Remember, they have already concluded that the future of media in the U.S. belongs to wireless broadband. They want broadcasting to wither so that can recapture the spectrum and auction it for broadband.

But a strong case for mobile DTV tuners can be made, some of it right from the FM tuner playbook.

For starters, broadcasters could argue that a tuner in every phone would help insure that free, universal TV would live on as a basic high-quality video service for all Americans, no matter how much money they have and despite what the broadband elite say.

It would also make Americans safer. In emergencies, broadcast radio and TV have always filled critical roles in keeping citizens informed and morale up. In a catastrophe, the cell phone network is likely to become overwhelmed and be far more likely to fail than all the individual TV transmitters in a market.

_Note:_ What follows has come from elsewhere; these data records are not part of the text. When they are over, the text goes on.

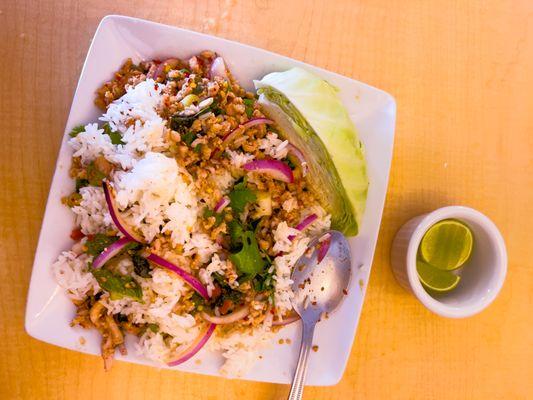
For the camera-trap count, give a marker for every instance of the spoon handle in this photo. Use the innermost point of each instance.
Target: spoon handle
(298, 381)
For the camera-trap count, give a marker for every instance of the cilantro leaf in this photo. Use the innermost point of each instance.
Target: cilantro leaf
(76, 130)
(236, 232)
(141, 266)
(248, 260)
(240, 196)
(118, 286)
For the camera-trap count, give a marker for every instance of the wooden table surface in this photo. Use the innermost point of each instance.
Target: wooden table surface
(462, 75)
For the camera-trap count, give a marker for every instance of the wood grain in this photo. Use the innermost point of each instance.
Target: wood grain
(462, 75)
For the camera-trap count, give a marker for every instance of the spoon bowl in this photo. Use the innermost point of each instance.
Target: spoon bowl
(320, 280)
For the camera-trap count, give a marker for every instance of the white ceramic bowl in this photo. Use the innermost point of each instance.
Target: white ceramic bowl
(481, 277)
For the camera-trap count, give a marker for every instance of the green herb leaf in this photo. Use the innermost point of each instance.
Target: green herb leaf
(197, 300)
(98, 243)
(249, 107)
(115, 136)
(240, 196)
(248, 260)
(118, 286)
(76, 130)
(236, 232)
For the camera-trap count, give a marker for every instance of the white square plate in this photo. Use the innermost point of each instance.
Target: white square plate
(373, 111)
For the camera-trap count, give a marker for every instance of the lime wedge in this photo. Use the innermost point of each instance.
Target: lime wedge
(436, 279)
(447, 244)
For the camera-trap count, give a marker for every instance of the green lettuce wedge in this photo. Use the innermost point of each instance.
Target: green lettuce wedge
(312, 117)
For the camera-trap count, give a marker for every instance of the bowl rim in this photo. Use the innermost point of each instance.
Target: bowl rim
(460, 213)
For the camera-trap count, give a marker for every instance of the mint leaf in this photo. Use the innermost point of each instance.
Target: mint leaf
(248, 260)
(118, 286)
(98, 243)
(76, 130)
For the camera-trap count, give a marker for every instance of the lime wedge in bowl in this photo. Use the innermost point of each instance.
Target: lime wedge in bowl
(447, 245)
(436, 279)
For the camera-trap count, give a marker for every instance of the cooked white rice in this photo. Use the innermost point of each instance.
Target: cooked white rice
(154, 195)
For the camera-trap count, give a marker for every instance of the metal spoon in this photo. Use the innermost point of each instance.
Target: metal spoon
(319, 286)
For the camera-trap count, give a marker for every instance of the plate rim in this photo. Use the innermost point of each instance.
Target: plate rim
(112, 18)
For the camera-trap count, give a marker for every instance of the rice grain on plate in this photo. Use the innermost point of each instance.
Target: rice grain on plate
(178, 183)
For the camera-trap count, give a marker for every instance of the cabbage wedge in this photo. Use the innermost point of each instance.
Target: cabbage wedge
(312, 117)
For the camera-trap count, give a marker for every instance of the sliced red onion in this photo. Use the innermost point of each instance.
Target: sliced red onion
(235, 316)
(111, 251)
(115, 215)
(304, 224)
(295, 151)
(191, 280)
(286, 321)
(218, 68)
(194, 347)
(274, 168)
(323, 249)
(222, 203)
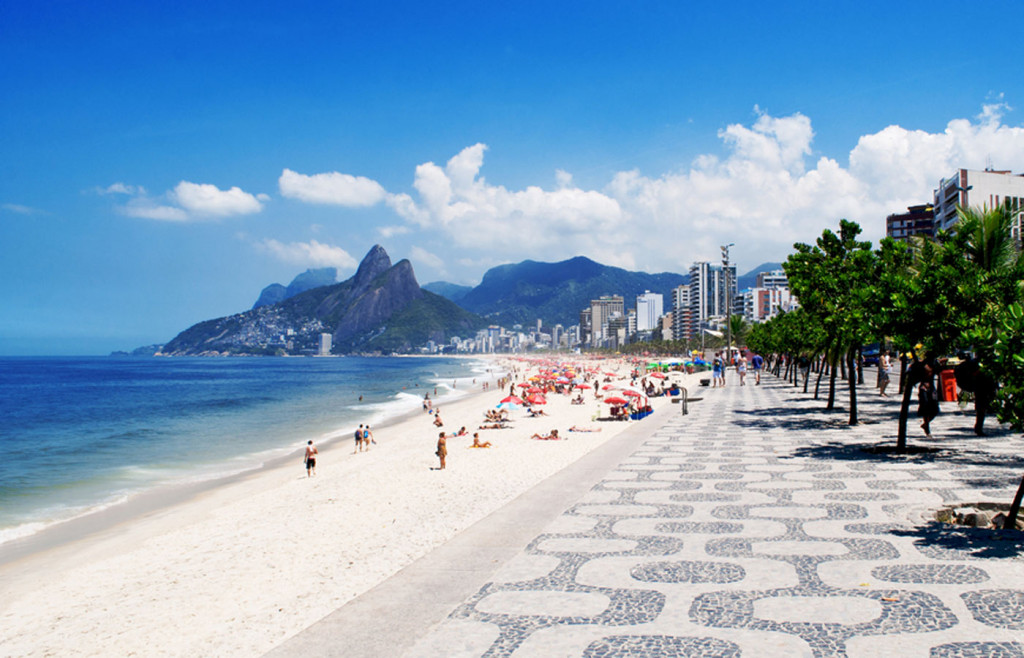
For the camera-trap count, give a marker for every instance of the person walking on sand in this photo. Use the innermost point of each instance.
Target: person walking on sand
(310, 458)
(441, 450)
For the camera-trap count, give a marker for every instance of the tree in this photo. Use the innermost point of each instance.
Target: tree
(833, 281)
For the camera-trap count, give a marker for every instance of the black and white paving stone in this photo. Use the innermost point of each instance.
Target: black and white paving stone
(758, 525)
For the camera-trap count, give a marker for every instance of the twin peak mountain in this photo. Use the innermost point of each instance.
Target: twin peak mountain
(383, 309)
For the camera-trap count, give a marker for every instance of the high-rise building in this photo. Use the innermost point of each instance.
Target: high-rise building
(918, 220)
(772, 278)
(601, 309)
(650, 307)
(710, 288)
(680, 312)
(969, 188)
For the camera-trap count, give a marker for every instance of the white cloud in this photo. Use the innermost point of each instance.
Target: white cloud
(331, 188)
(764, 191)
(121, 188)
(204, 199)
(19, 209)
(312, 254)
(187, 202)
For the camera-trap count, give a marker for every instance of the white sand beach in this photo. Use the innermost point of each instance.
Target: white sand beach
(239, 568)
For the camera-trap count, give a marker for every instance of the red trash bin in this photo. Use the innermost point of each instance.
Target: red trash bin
(947, 386)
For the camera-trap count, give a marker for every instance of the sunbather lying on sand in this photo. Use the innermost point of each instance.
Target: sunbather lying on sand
(476, 442)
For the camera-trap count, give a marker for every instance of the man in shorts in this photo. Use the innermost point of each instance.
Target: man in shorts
(757, 362)
(310, 458)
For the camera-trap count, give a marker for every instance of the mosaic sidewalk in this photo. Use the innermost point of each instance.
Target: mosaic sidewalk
(758, 525)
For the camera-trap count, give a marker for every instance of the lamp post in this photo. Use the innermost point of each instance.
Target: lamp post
(728, 309)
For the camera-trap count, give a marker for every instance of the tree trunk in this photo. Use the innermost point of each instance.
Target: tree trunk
(853, 387)
(832, 387)
(1015, 508)
(904, 409)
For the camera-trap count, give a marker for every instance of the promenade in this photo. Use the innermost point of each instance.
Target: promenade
(756, 525)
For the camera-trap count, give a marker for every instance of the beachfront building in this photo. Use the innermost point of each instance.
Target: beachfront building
(680, 312)
(711, 287)
(650, 307)
(586, 326)
(918, 220)
(600, 311)
(968, 188)
(772, 278)
(325, 345)
(761, 304)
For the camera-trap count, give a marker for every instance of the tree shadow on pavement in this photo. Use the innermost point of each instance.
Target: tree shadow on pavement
(942, 540)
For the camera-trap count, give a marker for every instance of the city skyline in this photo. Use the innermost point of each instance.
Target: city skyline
(165, 164)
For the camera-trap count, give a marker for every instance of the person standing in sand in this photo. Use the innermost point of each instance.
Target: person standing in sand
(441, 449)
(310, 458)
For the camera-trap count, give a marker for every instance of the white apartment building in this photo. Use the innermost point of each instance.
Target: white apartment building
(969, 187)
(650, 307)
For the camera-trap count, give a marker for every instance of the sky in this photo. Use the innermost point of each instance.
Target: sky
(161, 163)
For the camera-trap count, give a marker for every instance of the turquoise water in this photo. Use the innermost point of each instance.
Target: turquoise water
(80, 434)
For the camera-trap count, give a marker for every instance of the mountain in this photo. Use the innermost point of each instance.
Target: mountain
(452, 292)
(275, 293)
(557, 292)
(750, 279)
(380, 309)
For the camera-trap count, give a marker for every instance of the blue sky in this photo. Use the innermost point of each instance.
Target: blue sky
(162, 163)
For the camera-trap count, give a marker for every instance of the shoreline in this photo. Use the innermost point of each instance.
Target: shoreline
(238, 569)
(103, 516)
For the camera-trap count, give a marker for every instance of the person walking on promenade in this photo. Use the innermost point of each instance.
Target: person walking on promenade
(757, 362)
(928, 404)
(310, 458)
(441, 450)
(717, 370)
(885, 365)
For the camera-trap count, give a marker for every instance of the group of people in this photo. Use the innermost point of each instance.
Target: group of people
(719, 365)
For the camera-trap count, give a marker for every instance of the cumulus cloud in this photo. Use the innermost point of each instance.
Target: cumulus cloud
(19, 209)
(311, 254)
(207, 200)
(187, 202)
(766, 189)
(331, 188)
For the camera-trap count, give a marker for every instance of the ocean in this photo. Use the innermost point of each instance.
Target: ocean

Much has been written lately about all the wonderful new local news services popping up on the Web. But none have proven themself in a crisis as TV broadcasters have time and time again. None has the experience, resources and talent. Where are you going to turn when the creek rises? Patch?

Broadcasters should be able to negotiate their way onto cell phones. That's one of the reasons why Fox, NBC, Ion and nine leading TV station group are forming Mobile Content Ventures. And why many other groups are organizing as The Mobile 500. They will have the weight and numbers to deal with the carriers and vendors.

And if the carriers and vendors think they can make money by installing tuners into the phone, they will do it.

If for any reason those efforts stall or fail, the NAB ought to step right in and go for a mandate. I've got a feeling that NAB is going to get its compromise with the FM tuner mandate. And if NAB can do it for FM, it can do it for TV.